Et il se rapprocha d’elle en souriant, et de quel sourire! D’un mouvement lent, la regardant toujours et souriant toujours, il s’approchait.

Elle surprit ce mouvement, et Adrienne se détourna, ne pouvant dissimuler l’aversion qu’elle ressentait pour l’Homme de la nuit.

Alors, une colère furieuse, une rage monstrueuse déchira l’âme d’Arnoldson. Et, pour cacher, pour dissimuler à tous les sentiments abominables qui l’agitaient, il souriait toujours!

Mais, en lui-même, il y eut soudain une grande joie, une allégresse infernale.

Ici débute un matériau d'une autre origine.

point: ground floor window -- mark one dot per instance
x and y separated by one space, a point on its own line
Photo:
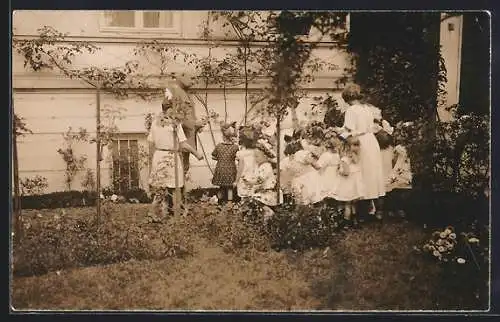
125 165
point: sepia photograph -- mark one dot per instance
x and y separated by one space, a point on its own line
260 161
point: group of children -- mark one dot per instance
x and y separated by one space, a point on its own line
320 165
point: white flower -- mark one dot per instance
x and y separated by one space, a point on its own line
214 200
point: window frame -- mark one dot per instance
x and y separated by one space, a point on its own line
140 138
138 15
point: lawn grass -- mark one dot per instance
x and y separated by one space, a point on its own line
197 262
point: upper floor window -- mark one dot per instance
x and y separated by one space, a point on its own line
134 21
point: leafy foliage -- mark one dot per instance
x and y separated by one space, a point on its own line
73 162
51 51
33 186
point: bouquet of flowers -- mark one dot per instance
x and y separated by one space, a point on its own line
442 245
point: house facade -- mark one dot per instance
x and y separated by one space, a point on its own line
51 104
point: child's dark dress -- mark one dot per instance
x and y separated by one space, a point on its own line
225 170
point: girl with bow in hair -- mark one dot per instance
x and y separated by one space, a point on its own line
225 155
167 140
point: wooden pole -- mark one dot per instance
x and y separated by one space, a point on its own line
98 153
176 165
17 220
278 158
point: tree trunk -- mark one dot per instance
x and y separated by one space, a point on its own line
98 155
16 217
278 159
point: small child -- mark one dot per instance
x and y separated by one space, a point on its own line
225 169
399 181
289 168
305 186
350 187
327 166
247 166
265 180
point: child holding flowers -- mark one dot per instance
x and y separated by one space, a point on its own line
305 186
245 158
225 155
264 181
350 187
328 165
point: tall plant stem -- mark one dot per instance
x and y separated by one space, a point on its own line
246 81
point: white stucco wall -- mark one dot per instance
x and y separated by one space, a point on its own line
50 103
451 48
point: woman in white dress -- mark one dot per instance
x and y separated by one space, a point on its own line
167 140
359 121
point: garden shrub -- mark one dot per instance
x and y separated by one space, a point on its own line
138 194
33 186
65 199
59 241
464 260
60 199
293 226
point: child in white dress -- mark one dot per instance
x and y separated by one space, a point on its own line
350 187
328 166
246 163
305 187
399 182
264 181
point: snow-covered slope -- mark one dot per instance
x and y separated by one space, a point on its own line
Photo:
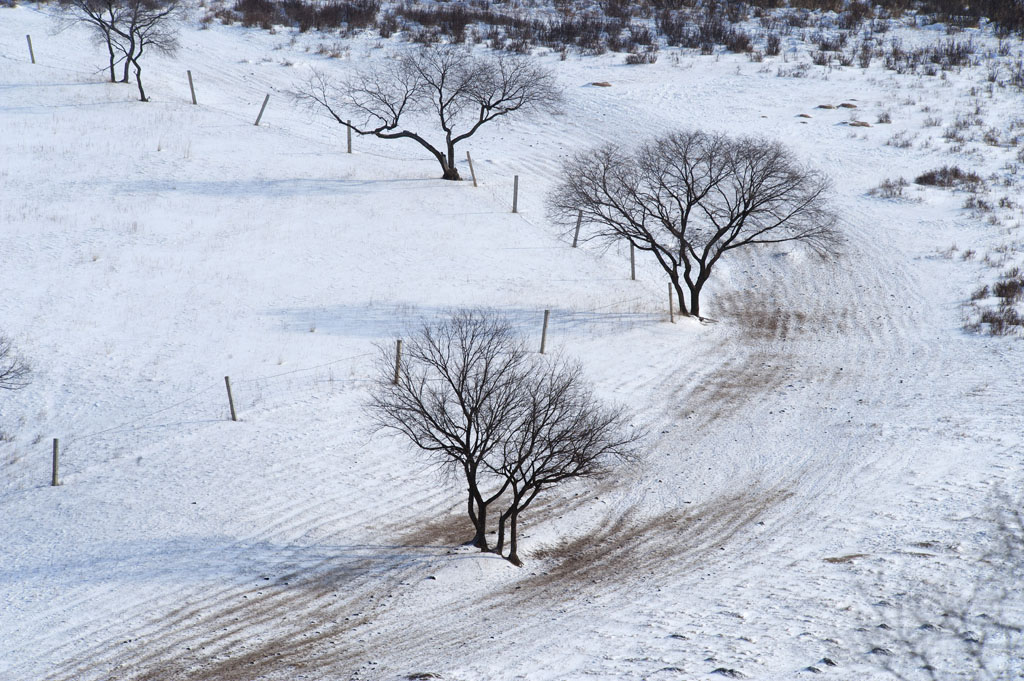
832 439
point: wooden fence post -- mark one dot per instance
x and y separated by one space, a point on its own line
230 399
544 334
471 171
261 109
55 478
672 313
397 360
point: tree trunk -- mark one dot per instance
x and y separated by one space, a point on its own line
695 289
128 59
480 540
514 541
451 172
110 47
500 546
138 80
680 298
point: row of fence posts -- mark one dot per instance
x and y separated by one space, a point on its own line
55 478
348 135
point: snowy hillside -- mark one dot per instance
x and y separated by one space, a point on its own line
823 451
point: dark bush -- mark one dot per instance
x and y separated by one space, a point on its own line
949 176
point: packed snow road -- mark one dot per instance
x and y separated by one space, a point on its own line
830 419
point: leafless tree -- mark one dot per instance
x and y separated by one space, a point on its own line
506 422
456 398
563 433
14 371
127 29
689 198
446 83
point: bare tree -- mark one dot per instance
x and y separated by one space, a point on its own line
459 91
14 371
127 29
563 433
456 398
689 198
504 421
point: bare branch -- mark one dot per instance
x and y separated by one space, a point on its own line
460 91
690 197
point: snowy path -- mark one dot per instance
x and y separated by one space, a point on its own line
828 413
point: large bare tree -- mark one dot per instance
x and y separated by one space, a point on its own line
563 433
127 29
456 398
690 198
505 422
448 84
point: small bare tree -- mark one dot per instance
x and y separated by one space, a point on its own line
497 417
689 198
127 29
14 371
563 433
459 91
456 398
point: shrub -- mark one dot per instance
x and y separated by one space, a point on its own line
949 176
890 188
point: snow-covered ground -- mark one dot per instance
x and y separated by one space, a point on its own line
820 453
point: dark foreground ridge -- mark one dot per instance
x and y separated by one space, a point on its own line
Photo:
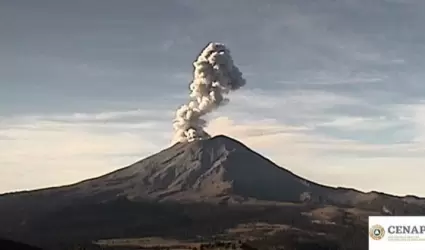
208 188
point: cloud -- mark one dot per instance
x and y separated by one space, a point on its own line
56 150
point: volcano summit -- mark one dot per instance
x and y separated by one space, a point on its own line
207 187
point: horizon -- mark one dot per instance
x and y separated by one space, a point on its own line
333 91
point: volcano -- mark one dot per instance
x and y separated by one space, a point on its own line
204 187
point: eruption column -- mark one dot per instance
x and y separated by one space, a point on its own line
214 76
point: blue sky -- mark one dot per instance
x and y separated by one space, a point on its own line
334 88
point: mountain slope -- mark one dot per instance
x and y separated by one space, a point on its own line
218 168
201 187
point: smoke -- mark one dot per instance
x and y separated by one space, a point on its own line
214 76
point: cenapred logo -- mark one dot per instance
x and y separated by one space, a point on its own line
376 232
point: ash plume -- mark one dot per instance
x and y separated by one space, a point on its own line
214 76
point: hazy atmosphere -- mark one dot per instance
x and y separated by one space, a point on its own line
334 89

Il avait trouvé! Il aimait Adrienne et il la haïssait. Or, ne venait-elle point d’exprimer, d’un geste de recul, toute l’horreur qu’il lui inspirait. Ah! sa vengeance, il la tenait enfin. Que pouvait-il inventer de plus horrible que de la châtier de son amour, à lui? Il lui infligerait le pire des supplices: son amour; et, de la voir se débattre sous l’étreinte de cet infâme amour, la haine qui était toujours en lui y trouverait également son compte!

L’Homme de la nuit, ayant arrêté ces choses, dit:

– Madame, excusez-moi de vous regarder ainsi, mais il me semble vous avoir déjà rencontrée quelque part…

Adrienne répondit, avec effort:

– Cela m’étonnerait beaucoup, monsieur, car je sors fort rarement, et l’on ne me voit guère dans le monde.